Комментарий рабби Нисима (רן), цель которого — извлечь законодательную норму для применения ее при решении практических вопросов, также не стал таковым в полном смысле слова, ибо занимается не столько разъяснением труда Α., сколько рассуждениями по поводу работ его предшественников. Из всех комментариев своему назначению соответствует один только комментарий р. Ионатана к трактату עדובין. Он действительно поясняет Α., останавливаясь на его выражениях, толкуя смысл его текста, а в некоторых местах и дополняя его. Наилучшим из комментаторов А. надо признать самого серьезного его критика בעל המאודּ דזה, который, впрочем, подвергает труд А. беспощадной критике. На эту характерную черту критики דזה указывает и оппонент его — Нахманид, который написал «Sepher ha-Sacut» (в тр. «Schiba Enajim», Ливорно, 1745, и в венском издании А. под заглавием «Machase u-Magen») в защиту A. Общее число комментариев А. достигает в последнем виленском издании 1880 г. — 28.

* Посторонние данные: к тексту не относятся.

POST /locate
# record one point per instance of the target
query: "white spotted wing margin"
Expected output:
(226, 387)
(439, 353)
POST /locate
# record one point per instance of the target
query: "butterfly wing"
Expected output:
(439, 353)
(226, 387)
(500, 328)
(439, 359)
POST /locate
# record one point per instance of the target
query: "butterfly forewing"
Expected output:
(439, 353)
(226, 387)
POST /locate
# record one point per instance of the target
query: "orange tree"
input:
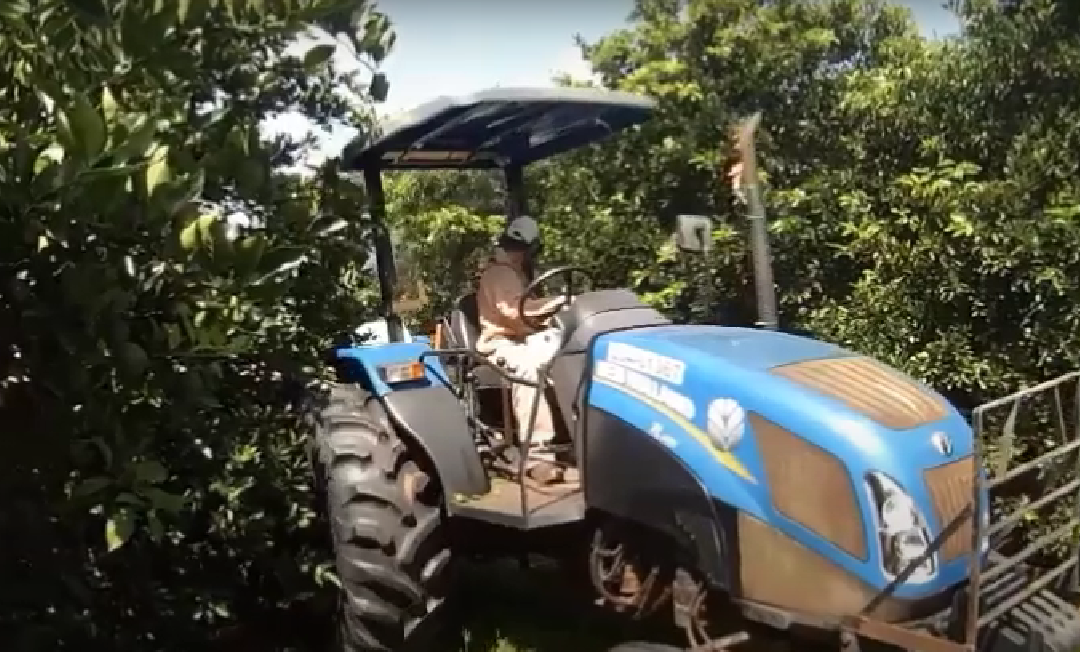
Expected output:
(154, 485)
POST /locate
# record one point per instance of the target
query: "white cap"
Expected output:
(523, 229)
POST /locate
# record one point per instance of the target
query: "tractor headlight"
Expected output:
(903, 534)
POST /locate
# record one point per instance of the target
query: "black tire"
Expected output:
(387, 525)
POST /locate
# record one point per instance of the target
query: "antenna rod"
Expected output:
(764, 284)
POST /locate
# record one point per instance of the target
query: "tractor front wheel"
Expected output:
(385, 508)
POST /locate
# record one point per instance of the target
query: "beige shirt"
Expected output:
(498, 294)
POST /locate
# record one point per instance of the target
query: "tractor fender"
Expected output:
(633, 476)
(432, 417)
(429, 415)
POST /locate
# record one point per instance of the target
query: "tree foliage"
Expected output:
(162, 277)
(161, 280)
(922, 193)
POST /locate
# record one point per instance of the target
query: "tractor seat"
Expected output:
(464, 333)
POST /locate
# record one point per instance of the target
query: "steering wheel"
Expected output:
(537, 323)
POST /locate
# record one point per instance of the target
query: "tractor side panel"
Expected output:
(424, 410)
(636, 477)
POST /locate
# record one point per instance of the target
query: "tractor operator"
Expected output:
(511, 343)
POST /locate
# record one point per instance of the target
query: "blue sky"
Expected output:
(458, 46)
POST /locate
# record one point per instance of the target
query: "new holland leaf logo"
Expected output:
(727, 421)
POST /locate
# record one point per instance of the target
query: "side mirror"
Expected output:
(693, 233)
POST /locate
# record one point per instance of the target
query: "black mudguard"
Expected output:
(433, 418)
(632, 476)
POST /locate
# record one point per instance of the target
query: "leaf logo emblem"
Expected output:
(727, 422)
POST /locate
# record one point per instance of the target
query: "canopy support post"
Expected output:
(383, 250)
(516, 202)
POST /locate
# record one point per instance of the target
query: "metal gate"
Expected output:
(1025, 555)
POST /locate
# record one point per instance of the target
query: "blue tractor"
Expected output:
(719, 470)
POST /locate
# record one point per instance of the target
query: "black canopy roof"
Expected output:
(499, 127)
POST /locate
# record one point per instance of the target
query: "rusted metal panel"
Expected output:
(810, 487)
(950, 488)
(775, 570)
(868, 388)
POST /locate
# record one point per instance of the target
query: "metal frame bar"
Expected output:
(383, 250)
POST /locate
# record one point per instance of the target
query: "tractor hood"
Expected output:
(795, 433)
(862, 412)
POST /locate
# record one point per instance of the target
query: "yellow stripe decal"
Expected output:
(726, 459)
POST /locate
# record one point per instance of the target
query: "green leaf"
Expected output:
(119, 529)
(92, 11)
(379, 87)
(133, 358)
(157, 173)
(189, 234)
(248, 253)
(91, 486)
(150, 472)
(183, 7)
(109, 107)
(184, 191)
(278, 261)
(138, 140)
(154, 526)
(88, 127)
(164, 501)
(319, 55)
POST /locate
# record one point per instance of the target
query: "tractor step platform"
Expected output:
(544, 506)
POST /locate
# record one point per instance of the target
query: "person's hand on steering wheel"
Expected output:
(536, 318)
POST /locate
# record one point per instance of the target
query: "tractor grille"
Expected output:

Кроме кодекса, А. оставил много респонсов. Хотя они не отличаются оригинальностью и очень напоминают респонсы гаонов, но и в них везде сказывается глубокое понимание Талмуда. Попутно А. резко критикует гаонов: «не следует, — говорит он в одном месте, — обращать на них внимания, ибо все их доводы ничтожны». Правду и правильное толкование А. ценит больше всего на свете и, уличив самого себя в ошибке, не стесняется громогласно заявлять об этом и просит своих учеников исправить ее (השוכוה הנאונים). Главные черты респонсов А. — краткость, ясность и множество ссылок на кодекс. — Ср.: Halpern, Seder ha-dorot, изд. Маскилейсона, I, 193. — Grätz, Geschichte der Juden, VI, pp. 62–64; C. M. Дубнов, Всеобщая история евреев, II, 278—79; Abraham ibn Daud, Sefer ha-Kabbalah; Azulai, Schem ha-Gedolim, s. v.; Steinschneider, Cat. Bodl., col. 1087; Weiss, Dor, IV, 281 sqq.; Cazès, Notes bibliographiques sur la littérature juive tunisienne, Tunis, 1893; J. E., I, 375—377.
R. Z.3.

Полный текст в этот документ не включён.